Part 1: Data Cleaning Initially, the data was just having a lot of irregularities, so we manually performed the data cleaning consisting of the following steps: (Why didn't we use the pre-built library?: it was taking more computation, and we wanted the model to be less resource intensive)
- Text conversion to lowercase
- Removal of nonwords and extra spaces in the text
- Removal of stopwords
- Dopping duplicates (surprisingly, there were few overlapping rows found that were dropped)
- Removal of links in the text and exchanging of emojis with connected sentiment
- lemmatization(Not stemming as we wanted words not to lose meaning in the context)
Part 2: Topic Modeling To find the relevant topics and construct an associated wordcloud, we have chosen the traditional approach of topic modeling that includes:
- Vectorising text to make a bog
- Defining the corpus
- Applying LDA
- Finding the optimal number of topics through finding coherence over the topic points from 5 to 50. (The task took nearly 2 hours to execute)

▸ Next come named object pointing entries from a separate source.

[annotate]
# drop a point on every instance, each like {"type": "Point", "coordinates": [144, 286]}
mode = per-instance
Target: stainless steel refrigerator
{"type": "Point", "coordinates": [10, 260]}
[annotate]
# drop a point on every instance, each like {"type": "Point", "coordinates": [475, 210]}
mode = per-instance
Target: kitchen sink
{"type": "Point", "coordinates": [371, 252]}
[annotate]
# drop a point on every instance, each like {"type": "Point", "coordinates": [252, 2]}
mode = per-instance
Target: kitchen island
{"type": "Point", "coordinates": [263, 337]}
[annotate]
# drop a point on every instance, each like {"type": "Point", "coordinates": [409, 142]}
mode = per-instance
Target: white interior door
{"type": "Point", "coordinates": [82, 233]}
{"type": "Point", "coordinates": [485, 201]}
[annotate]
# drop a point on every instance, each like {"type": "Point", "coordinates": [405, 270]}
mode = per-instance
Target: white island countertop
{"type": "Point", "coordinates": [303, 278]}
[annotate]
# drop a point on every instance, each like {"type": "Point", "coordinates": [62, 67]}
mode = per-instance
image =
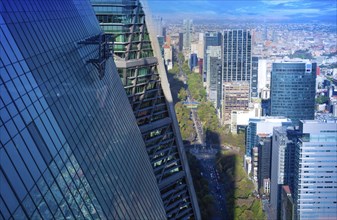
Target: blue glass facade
{"type": "Point", "coordinates": [66, 150]}
{"type": "Point", "coordinates": [144, 79]}
{"type": "Point", "coordinates": [292, 92]}
{"type": "Point", "coordinates": [237, 55]}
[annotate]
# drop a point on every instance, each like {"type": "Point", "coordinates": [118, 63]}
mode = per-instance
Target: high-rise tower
{"type": "Point", "coordinates": [292, 90]}
{"type": "Point", "coordinates": [236, 71]}
{"type": "Point", "coordinates": [65, 120]}
{"type": "Point", "coordinates": [145, 82]}
{"type": "Point", "coordinates": [237, 55]}
{"type": "Point", "coordinates": [187, 30]}
{"type": "Point", "coordinates": [315, 186]}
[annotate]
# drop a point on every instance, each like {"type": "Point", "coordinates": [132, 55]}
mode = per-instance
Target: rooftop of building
{"type": "Point", "coordinates": [270, 119]}
{"type": "Point", "coordinates": [286, 189]}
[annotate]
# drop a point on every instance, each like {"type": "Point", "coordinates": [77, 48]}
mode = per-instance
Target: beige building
{"type": "Point", "coordinates": [235, 98]}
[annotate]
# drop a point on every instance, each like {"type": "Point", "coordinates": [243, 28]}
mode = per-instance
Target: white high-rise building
{"type": "Point", "coordinates": [315, 185]}
{"type": "Point", "coordinates": [187, 30]}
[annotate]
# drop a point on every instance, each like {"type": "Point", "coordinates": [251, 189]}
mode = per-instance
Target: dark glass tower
{"type": "Point", "coordinates": [237, 55]}
{"type": "Point", "coordinates": [144, 78]}
{"type": "Point", "coordinates": [292, 91]}
{"type": "Point", "coordinates": [70, 145]}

- finding perplexity over the topic (for our data set optimal number of topic turned to be 40, while coherence is 0.51039. and perplixity is -12.895 for the topic) Interestingly, the wordcloud at the topic 40 reflects that the sense is entirely political and revolves around US elections.
Part 3: Sentiment Analysis We have divided three general sentiments in the text that are positive, negative, and neutral. The library used is defined over multi-level classification. Initially, we wanted to do a 16-class classification, but the computation resources and time were minimal for us. To further extend the existing library consumed, an additional column is added that provides insight into the specific emotion.

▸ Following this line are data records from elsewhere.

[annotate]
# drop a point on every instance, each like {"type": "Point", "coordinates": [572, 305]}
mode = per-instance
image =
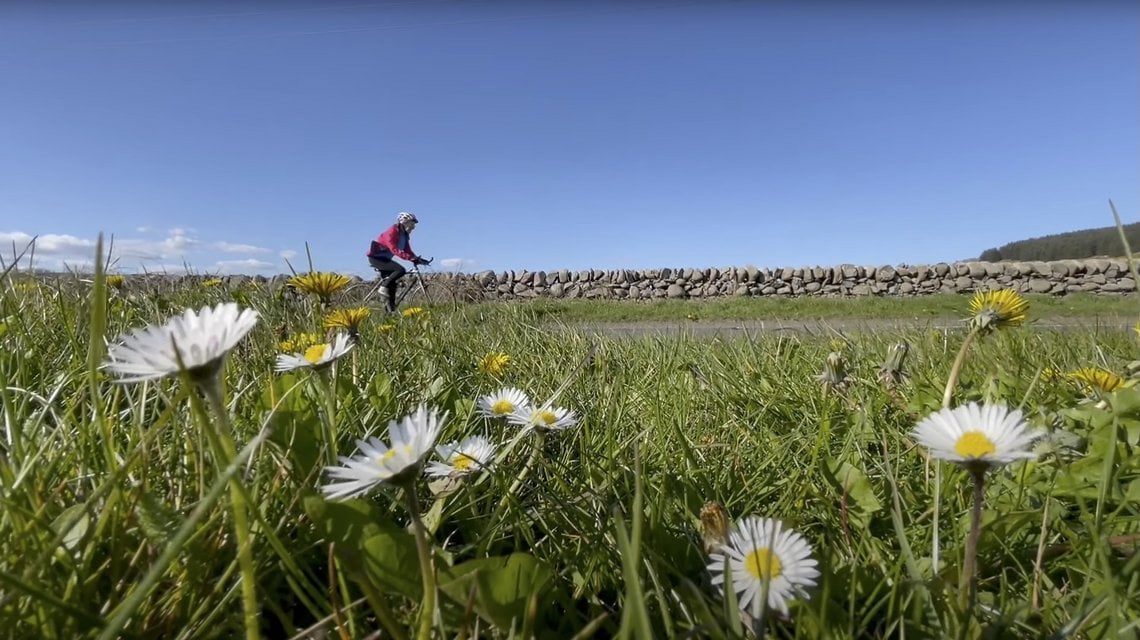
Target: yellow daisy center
{"type": "Point", "coordinates": [975, 445]}
{"type": "Point", "coordinates": [315, 354]}
{"type": "Point", "coordinates": [763, 564]}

Part 4: Hate Speech, Geo-locations Finally, to add more context and accurate insight, we have additionally provided information regarding the presence of hate speech and geo-location based on the occurrence frequency of specific cities/countries in the topic text.
Challenges we ran into
- The three people in the team entirely belong to three different time zones, which was the initial most challenging task as communicating effectively and efficiently was needed to complete the work.
- The biggest challenge was with limited GPU capacities of our systems.

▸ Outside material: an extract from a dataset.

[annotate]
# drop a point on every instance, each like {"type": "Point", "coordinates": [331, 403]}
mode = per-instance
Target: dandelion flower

- Notebooks were clashing n number of times, and executions were taking hours to process
- Combining everything and delivering just before the deadline was another challenge.
Accomplishments that we're proud of
- We developed the final model after almost no sleep for two days.
- Collaboratively worked to complete the task and deliver on time.
What we learned
- Learned the implementation of various libraries for text processing.
- Learned de-bugging skills on top of model evaluation.
- Improved effective collaboration.
What's next for Factnetic
Well, we actually have far high hopes to further extend our work by using the BERT model for the processing and training; we haven't done it now as the time was very limited and the BERT is highly resource intensive. We also aim to further compare multiple implementation and possibly combine our findings to form meaningful research.